I wake up again at about four in the morning. I'm still exhausted but I can tell there is no way I'm going to be able to fall asleep again on this very cold, hard floor. So I read my new book for a few hours (yes it is bright enough to read in there) while I wait for the train a train to take me home at 6:00 am. The book is called The Spirit Catches You and You Fall Down and it is about a Hmong family who were refugees in California after the Vietnam War. The youngest daughter of the family, Lea, is diagnosed with epilepsy soon after being born and her condition continues to get worse and worse due to the miscommunication between Lea's parents and her doctors. I thought I would maybe find it relatable to my current situation, because I miscommunicate with my bosses all the time, but it turns out that the Chinese and the Hmong are completely different and the fact that it's medical shit makes Lea and her family's situation just so much worse than mine. Fernanda thinks I'm sad enough and shouldn't be reading such a sad book. I'm definitely not more grateful about my situation after reading it, but I don't think I'm more depressed because I'm reading it either. It is super sad though.


I get on the train, take the hour and a half trip home, and fall asleep on top of my covers at 7:30 in the morning. At 9:00 my alarm goes off. It's time for me to meet with Ryan and Tommy about the movie. I check instagram and they have asked if they can push it back an hour. I say okay, set my alarm for an hour later, and nap again.

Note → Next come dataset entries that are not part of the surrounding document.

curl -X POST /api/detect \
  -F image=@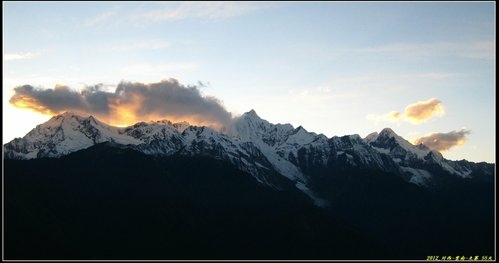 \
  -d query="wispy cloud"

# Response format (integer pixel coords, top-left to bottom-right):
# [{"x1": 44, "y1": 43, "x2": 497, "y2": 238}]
[
  {"x1": 84, "y1": 8, "x2": 119, "y2": 27},
  {"x1": 3, "y1": 52, "x2": 39, "y2": 61},
  {"x1": 121, "y1": 63, "x2": 197, "y2": 75},
  {"x1": 412, "y1": 129, "x2": 471, "y2": 152},
  {"x1": 99, "y1": 40, "x2": 171, "y2": 52},
  {"x1": 353, "y1": 40, "x2": 496, "y2": 59},
  {"x1": 135, "y1": 2, "x2": 263, "y2": 22},
  {"x1": 9, "y1": 79, "x2": 232, "y2": 128},
  {"x1": 367, "y1": 98, "x2": 445, "y2": 124}
]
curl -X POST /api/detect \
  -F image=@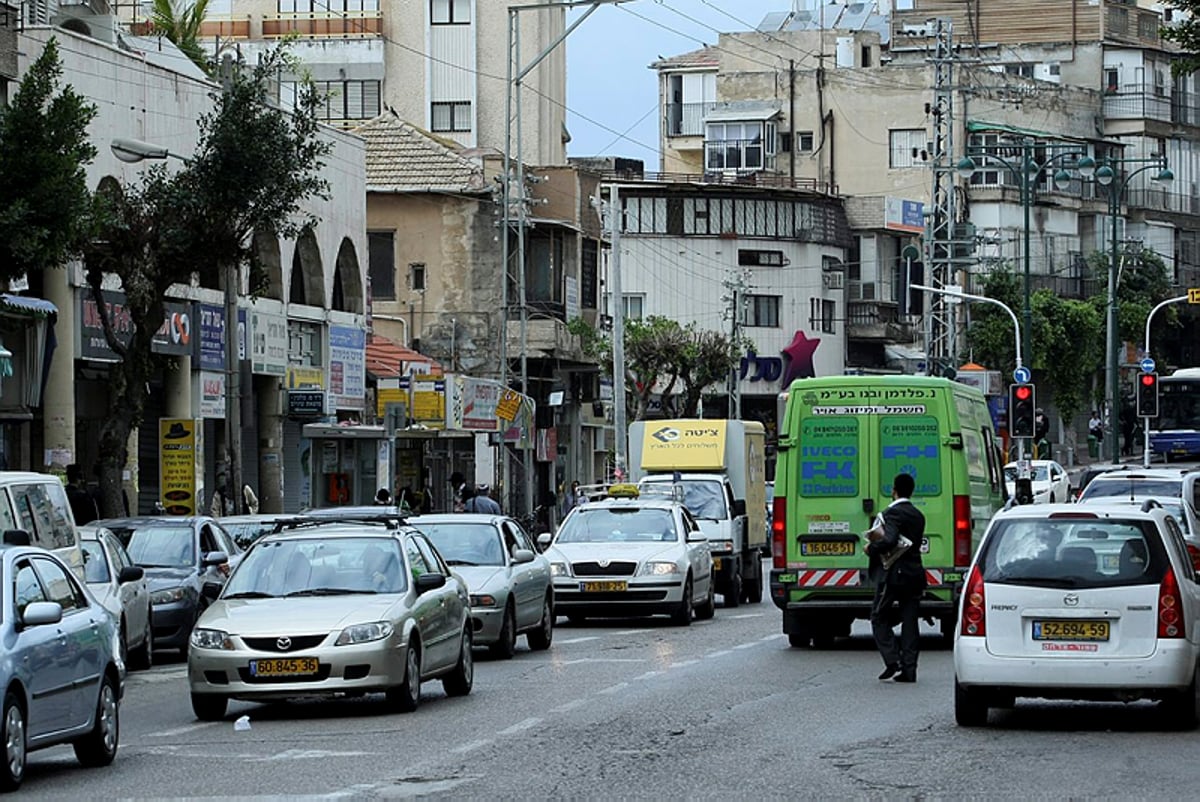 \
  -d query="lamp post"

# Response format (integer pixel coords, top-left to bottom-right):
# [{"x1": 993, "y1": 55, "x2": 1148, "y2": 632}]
[
  {"x1": 956, "y1": 139, "x2": 1096, "y2": 364},
  {"x1": 1096, "y1": 156, "x2": 1175, "y2": 462}
]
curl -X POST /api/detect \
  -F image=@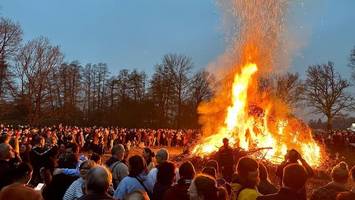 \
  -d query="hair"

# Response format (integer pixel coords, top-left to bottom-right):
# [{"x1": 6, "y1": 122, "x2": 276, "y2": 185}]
[
  {"x1": 85, "y1": 166, "x2": 112, "y2": 194},
  {"x1": 0, "y1": 143, "x2": 10, "y2": 159},
  {"x1": 65, "y1": 143, "x2": 80, "y2": 153},
  {"x1": 206, "y1": 160, "x2": 219, "y2": 173},
  {"x1": 336, "y1": 192, "x2": 355, "y2": 200},
  {"x1": 288, "y1": 149, "x2": 299, "y2": 162},
  {"x1": 124, "y1": 190, "x2": 149, "y2": 200},
  {"x1": 282, "y1": 163, "x2": 308, "y2": 190},
  {"x1": 237, "y1": 157, "x2": 259, "y2": 188},
  {"x1": 202, "y1": 167, "x2": 216, "y2": 178},
  {"x1": 331, "y1": 162, "x2": 349, "y2": 183},
  {"x1": 193, "y1": 174, "x2": 228, "y2": 200},
  {"x1": 128, "y1": 155, "x2": 146, "y2": 177},
  {"x1": 259, "y1": 162, "x2": 269, "y2": 180},
  {"x1": 111, "y1": 144, "x2": 125, "y2": 155},
  {"x1": 179, "y1": 161, "x2": 196, "y2": 179},
  {"x1": 143, "y1": 147, "x2": 155, "y2": 164},
  {"x1": 350, "y1": 165, "x2": 355, "y2": 181},
  {"x1": 12, "y1": 162, "x2": 33, "y2": 180},
  {"x1": 90, "y1": 153, "x2": 101, "y2": 163},
  {"x1": 79, "y1": 160, "x2": 96, "y2": 169},
  {"x1": 157, "y1": 161, "x2": 175, "y2": 186},
  {"x1": 155, "y1": 148, "x2": 169, "y2": 164}
]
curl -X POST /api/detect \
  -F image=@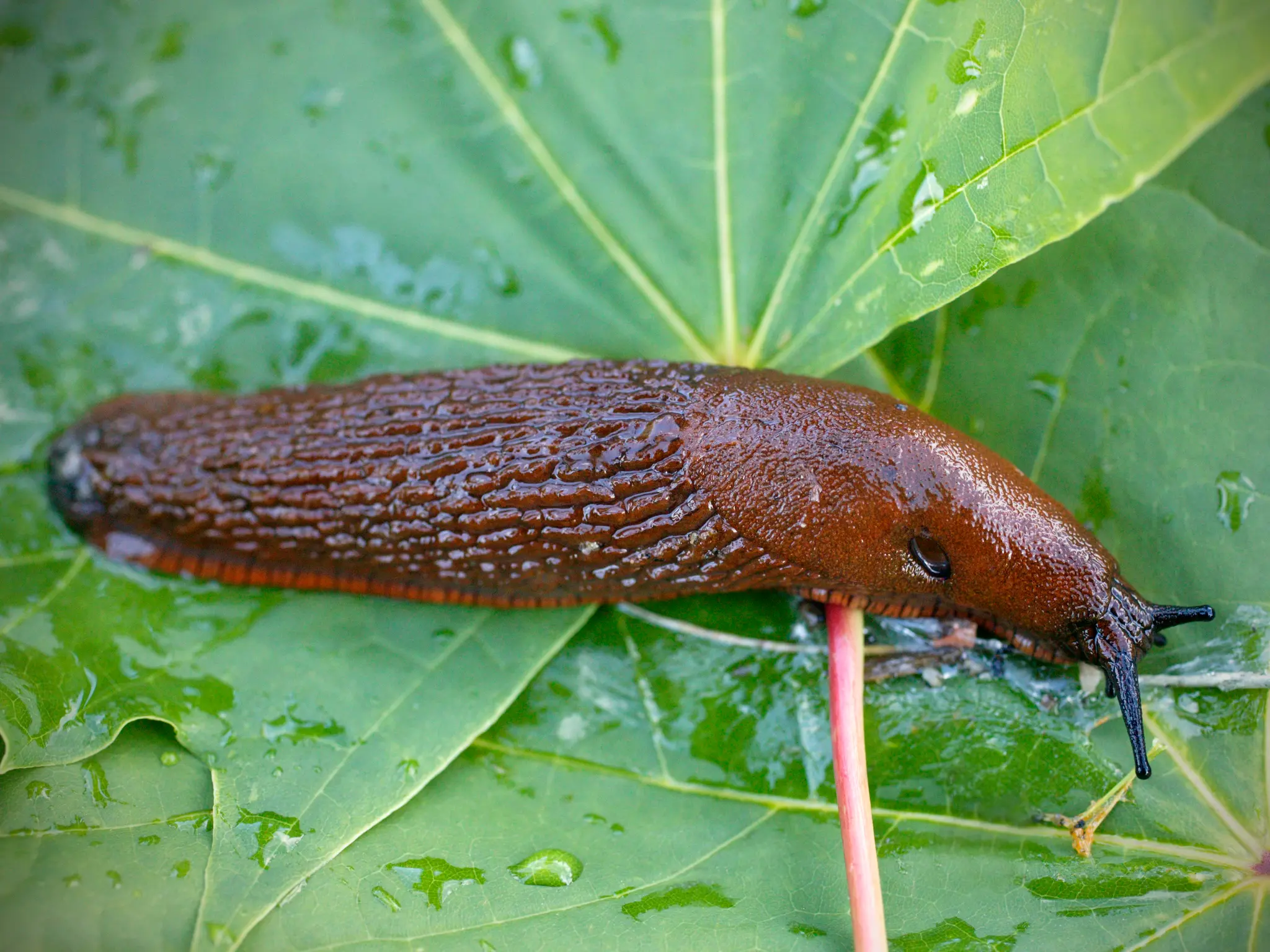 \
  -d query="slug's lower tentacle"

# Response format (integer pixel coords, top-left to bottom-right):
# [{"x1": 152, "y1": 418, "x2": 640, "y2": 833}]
[{"x1": 1106, "y1": 646, "x2": 1150, "y2": 779}]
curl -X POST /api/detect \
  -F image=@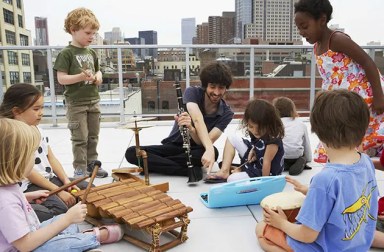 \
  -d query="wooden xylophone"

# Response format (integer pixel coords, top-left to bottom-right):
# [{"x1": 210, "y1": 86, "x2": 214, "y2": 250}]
[{"x1": 74, "y1": 179, "x2": 193, "y2": 251}]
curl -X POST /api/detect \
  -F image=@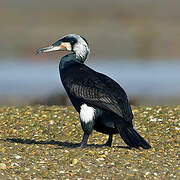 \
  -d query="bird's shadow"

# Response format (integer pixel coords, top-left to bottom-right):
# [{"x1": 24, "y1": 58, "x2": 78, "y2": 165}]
[{"x1": 1, "y1": 138, "x2": 130, "y2": 149}]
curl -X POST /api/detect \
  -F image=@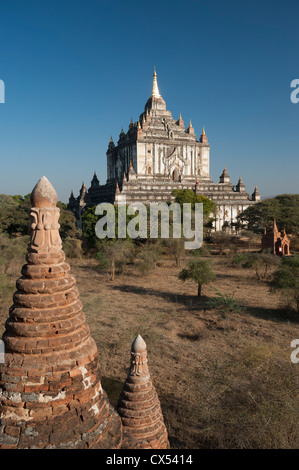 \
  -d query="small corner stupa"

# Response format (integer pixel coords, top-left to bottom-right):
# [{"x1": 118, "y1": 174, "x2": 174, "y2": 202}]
[
  {"x1": 0, "y1": 176, "x2": 122, "y2": 449},
  {"x1": 117, "y1": 335, "x2": 169, "y2": 449}
]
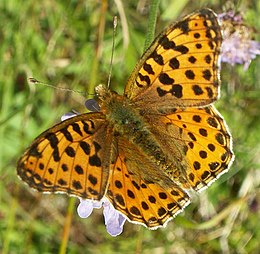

The meeting goes well, I think. Ryan gave us some pretty good notes. There were a few things Tommy and I maybe felt slightly different about, but we can take those things in a direction that makes everyone happy. I think this is going to be a good movie, I'm really excited about it. It was also so nice to talk to people who didn't create my DNA. I know it meant a lot more to me than it did to either Ryan or Tommy, but it was really great to see this goes. I miss them a lot. I do with Ryan was a little nicer to me, he could afford to open up a bit. He thinks he is some cool Mr. Big Shot now and is no longer comfortable telling me how much he loves me, which is a bit of a bummer. Loosen up dude, ya know? But it's always great to see Tommy. I'm closer with him and he's a better guy. Ryan used to be cool, but, he's changed.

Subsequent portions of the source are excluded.